Let $p,q\in \mathbb{GF}_2[x_1,\ldots,x_n]$ be of degree $n$ such that for all $v_1,\ldots,v_n\in\mathbb{GF}_2$, $p(v_1,\ldots,v_n)=q(v_1,\ldots,v_n)$. Prove that $p=q$.
I started by showing that if $v_1,\ldots,v_n$ are all equal to 0 then the know terms of $p$ and $q$ are equal. So $p(v_1,\ldots,v_n)=q(v_1,\ldots,v_n)$. Now I want to demonstrate the same thing for all the other coefficient.
How I can proceed?
I was thinking to proceed to do the same thing with the coefficient of the monomials of degree one and so on, just by showing with a proper combination of $v_1,\ldots,v_n$ that the coefficient are all the same. The only problem is that I don't know how to elegantly write this(or just in a "math" way).

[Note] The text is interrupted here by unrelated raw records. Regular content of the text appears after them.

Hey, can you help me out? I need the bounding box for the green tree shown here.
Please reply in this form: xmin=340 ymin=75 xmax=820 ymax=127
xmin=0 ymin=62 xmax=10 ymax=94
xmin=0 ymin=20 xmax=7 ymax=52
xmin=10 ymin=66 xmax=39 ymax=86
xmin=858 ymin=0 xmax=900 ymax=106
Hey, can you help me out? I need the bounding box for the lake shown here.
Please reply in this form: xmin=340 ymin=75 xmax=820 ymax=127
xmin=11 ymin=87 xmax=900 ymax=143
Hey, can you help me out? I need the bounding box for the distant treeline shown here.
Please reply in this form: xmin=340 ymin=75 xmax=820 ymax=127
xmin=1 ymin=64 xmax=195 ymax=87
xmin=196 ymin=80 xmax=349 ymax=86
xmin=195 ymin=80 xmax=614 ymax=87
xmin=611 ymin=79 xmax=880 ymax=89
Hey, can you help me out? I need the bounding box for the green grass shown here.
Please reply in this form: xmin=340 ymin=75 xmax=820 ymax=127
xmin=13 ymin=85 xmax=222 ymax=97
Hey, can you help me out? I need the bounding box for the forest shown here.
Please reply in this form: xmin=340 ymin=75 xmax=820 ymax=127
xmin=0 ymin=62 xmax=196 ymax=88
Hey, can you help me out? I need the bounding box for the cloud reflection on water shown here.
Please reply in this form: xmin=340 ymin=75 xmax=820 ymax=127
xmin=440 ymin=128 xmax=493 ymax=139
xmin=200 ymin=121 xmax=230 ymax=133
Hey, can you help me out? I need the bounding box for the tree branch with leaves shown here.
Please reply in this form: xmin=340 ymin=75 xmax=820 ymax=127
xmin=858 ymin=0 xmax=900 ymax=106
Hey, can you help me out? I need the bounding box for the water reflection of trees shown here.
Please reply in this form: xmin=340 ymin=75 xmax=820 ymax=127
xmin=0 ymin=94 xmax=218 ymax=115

It seems that I wasn't very cleary about my statment. I'll write and example so maybe it's more clear what I'm trying to do. $$p(x_1,x_2)= a_1+b_{11}x_1+b_{12}x_2+c_1x_1x_2$$ $$q(x_1,x_2)= a_2+b_{21}x_1+b_{22}x_2+c_2x_1x_2$$ Now I want to prove that if
$p(0,0)=q(0,0),p(1,0)=q(1,0),p(0,1)=q(0,1),p(1,1)=q(1,1)$
then
$a_1=a_2, b_{11}=b_{21},b_{12}=b_{22}, c_1=c_2$
because:
$p(0,0)=q(0,0) \Rightarrow a_1=a_2$
then $p(1,0)=q(1,0) \Rightarrow b_{11}=b_{21}$ because we already know that ($a_1=a_2$)
and so on
What the OP is apparently asking for is a proof that if $\ p\ $ and $\ q\ $ are polynomials over $\ \mathbb{GF}_2\ $ of the form \begin{align} p&=\sum_{S\subseteq \{1,2,\dots,n\}}\pi_S\prod_\limits{i\in S}x_i\ \text{ and }\\ q&= \sum_{S\subseteq \{1,2,\dots,n\}}\xi_S\prod_\limits{i\in S}x_i\ , \end{align} and $\ p\left(v\right)= q\left(v\right)\ $ for all $\ v\in \mathbb{GF}_2^n\ $, then $\ p=q\ $. This follows from the fact that if we define $\ w_S\in \mathbb{GF}_2^n\ $ by $$ w_{Si}=\cases{1&if $\ i\in S$\\ 0&if $\ i\not\in S\ $} $$ for any $\ S\subseteq \{1,2,\dots,n\} $, then $\ p\left(w_S\right)=\pi_S\ $ and $\ q\left(w_S\right)=\xi_S\ $, which gives $\ \pi_S=\xi_S\ $ for all $\ S\ $, and hence $\ p=q\ $.